On March 1, 2013, his book Put It In the Book was released. The book, co-written with Phil Pepe, is an autobiography and memoir of 50 years of Mets history.

==Announcing style==
Rose's end-of-game catchphrase is, "Put it in the books", used after the final out is recorded in a Mets win. After Mets losses, Rose says "and the ballgame is over". When he uses the phrasing "and the Mets are leading by a score of _ to _", he is using the same diction as original Mets broadcaster Lindsey Nelson.

==Awards and honors==
In 2012, Rose was inducted into the National Jewish Sports Hall of Fame. He has won two Emmy Awards for excellence in broadcasting for the New York Islanders. In 2019, it was announced that he would be inducted into the New York Baseball Hall of Fame. On June 3, 2023, Rose was inducted into the New York Mets Hall of Fame. That same year, on May 31, Rose was honored by the team with a talking bobblehead which repeats his end-of-game phrase, "Put it in the books!"

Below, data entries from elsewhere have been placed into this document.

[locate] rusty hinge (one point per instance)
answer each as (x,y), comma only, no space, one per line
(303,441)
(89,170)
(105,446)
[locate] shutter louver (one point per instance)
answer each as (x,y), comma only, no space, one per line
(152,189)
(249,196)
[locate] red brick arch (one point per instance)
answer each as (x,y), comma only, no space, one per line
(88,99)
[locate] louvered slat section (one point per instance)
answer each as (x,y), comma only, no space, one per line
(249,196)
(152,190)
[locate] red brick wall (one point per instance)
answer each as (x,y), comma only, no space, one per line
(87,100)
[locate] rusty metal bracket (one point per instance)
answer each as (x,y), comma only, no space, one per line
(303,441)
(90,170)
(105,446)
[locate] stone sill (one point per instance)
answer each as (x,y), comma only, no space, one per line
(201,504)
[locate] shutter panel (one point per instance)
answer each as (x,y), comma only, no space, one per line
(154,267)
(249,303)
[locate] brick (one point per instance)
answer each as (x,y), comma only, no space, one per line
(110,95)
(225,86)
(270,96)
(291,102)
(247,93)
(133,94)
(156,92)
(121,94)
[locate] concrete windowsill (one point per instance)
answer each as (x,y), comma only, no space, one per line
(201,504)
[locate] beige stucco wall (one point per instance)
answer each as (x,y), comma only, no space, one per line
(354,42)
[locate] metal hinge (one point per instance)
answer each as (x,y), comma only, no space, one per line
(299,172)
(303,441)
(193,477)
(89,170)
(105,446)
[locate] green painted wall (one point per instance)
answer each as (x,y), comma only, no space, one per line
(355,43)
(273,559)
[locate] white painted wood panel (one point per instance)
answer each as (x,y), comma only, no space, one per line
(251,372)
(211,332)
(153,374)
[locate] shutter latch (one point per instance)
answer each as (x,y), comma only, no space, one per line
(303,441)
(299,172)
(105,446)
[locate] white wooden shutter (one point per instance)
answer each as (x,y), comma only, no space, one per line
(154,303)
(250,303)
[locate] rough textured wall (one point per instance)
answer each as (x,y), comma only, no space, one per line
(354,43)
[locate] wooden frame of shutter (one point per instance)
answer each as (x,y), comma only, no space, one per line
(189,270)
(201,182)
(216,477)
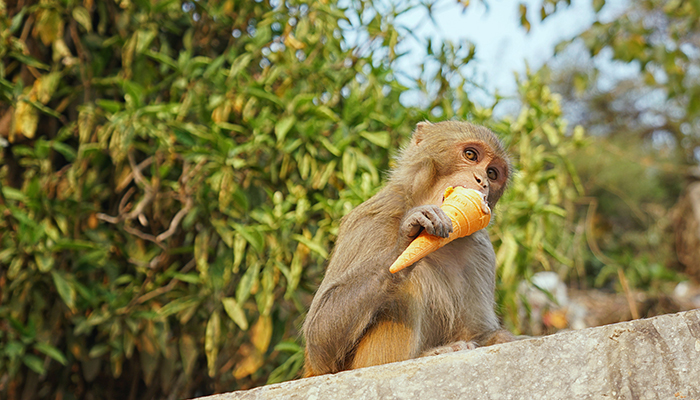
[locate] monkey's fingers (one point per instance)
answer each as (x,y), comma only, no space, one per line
(468,212)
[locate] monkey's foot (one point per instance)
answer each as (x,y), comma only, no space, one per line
(450,348)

Rose is scheduled to be honored by the Mets in a pre-game ceremony on Opening Weekend 2027.

==Personal life==
Rose is married to Barbara, and they have two daughters. Their daughter Alyssa has worked for the Mets organization as a social media personality, and has worked on soap operas such as One Life to Live, had two separate podcasts, called Scoring Position and Drunk Love, and currently works for SportsNet New York (SNY). He lives in Woodbury on Long Island.

During the 2021 season, Rose missed time with an undisclosed medical issue, first from April 13–20, and later missing the last month of the season. Rose was diagnosed with bladder cancer and underwent a radical cystoprostatectomy in September 2021.